Nous ne pouvons oublier, en terminant, que ce travail consacré à l'histoire de nos Pères a été préparé, et presque entièrement écrit dans les régions qu'ils ont jadis parcourues pour y oeuvrer, y souffrir ou y mourir. Nous remercions donc ceux, quels qu'ils soient, qui nous ont placé dans l'ambiance nécessaire à la poursuite de notre tâche. Des maisons se sont ouvertes, en Ardèche ; nos professeurs et des amis nombreux ont rivalisé de complaisance pour nous conseiller, nous guider dans des régions peu connues, ou nous aider dans la révision toujours délicate du texte. D'autres encore ont bien voulu dessiner pour l'illustration de nos pages quelques-uns des lieux où le destin de notre héros s'est fixé pour toujours, l'intérieur de la maison paternelle, au Bouchet de Pranles ; la « combe » d'où il s'échappa avant de « prendre le désert » ; le hameau de Gamarre, l'un de ses rendez-vous préférés avec ses alliés religionnaires et ses collègues. La Cause enfin a pris à sa charge lès frais d'une édition coûteuse.

Tous ont apporté leur collaboration à l'ouvrage, très encourageante et très précieuse.

Pourquoi, revenu aux souvenirs, me retrouvé-je près d'une ancienne ferme vivaroise, au bord d'une route sinueuse? Il était tard. Accueilli dans l'humble logis avec la dignité simple qui règne dans ces foyers huguenots où l'Esprit n'est pas encore une chose morte, j'avais bientôt ouvert pour le culte de famille la grande Bible contemporaine des années d'angoisse et de persécution. Longtemps la conversation se prolongea. À la fin, il fallut partir. La nuit était tombée. Le ravin disparaissait 'presque dans l'obscurité, ne laissant plus deviner que ses parois déchirées, le chant éternel du torrent, et les étoiles au-dessus de tout.

« J'ai reconnu, dit l'Ecclésiaste, que tout ce que Dieu a fait demeurera toujours... et que Dieu agit ainsi afin qu'on le craigne. Ce qui a déjà été sera, et ce qui sera a déjà été, et Dieu ramène ce qui est passé... »

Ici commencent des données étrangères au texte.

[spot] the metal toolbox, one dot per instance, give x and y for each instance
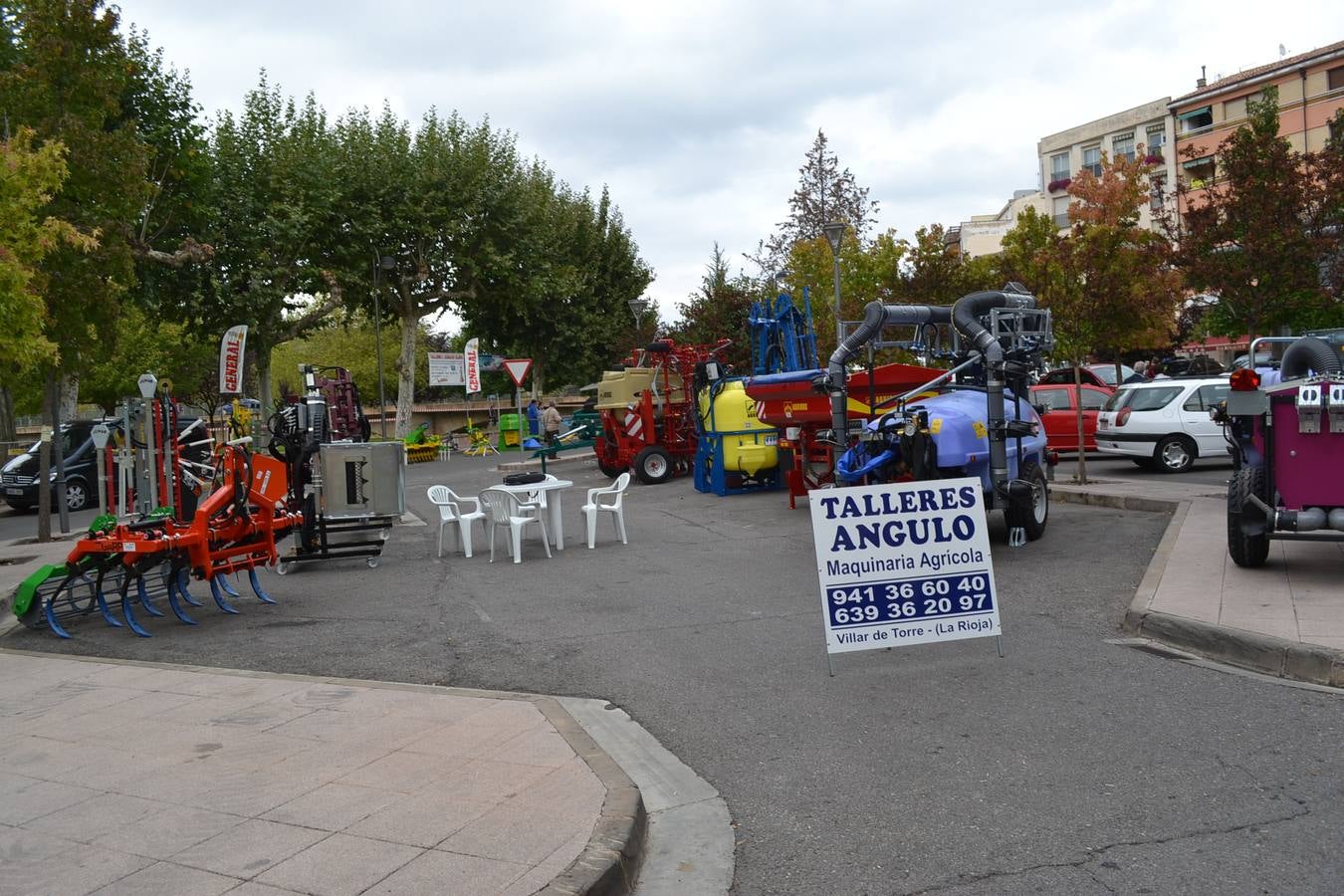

Il n'y avait aucune lassitude dans cette parole qui s'imposait à moi ; rien qu'un grand espoir

« L'amour ne meurt jamais ».

André FABRE.

Glasgow, 1er janvier 1929.


1. Nous n'avons garde d'oublier Alexandre Roussel, pendu à Montpellier en 1728 ; mais il mourut avant d'être parvenu à l'entière charge pastorale. Étienne Arnaud, pendu à Alès eu 1718, avait été Camisard.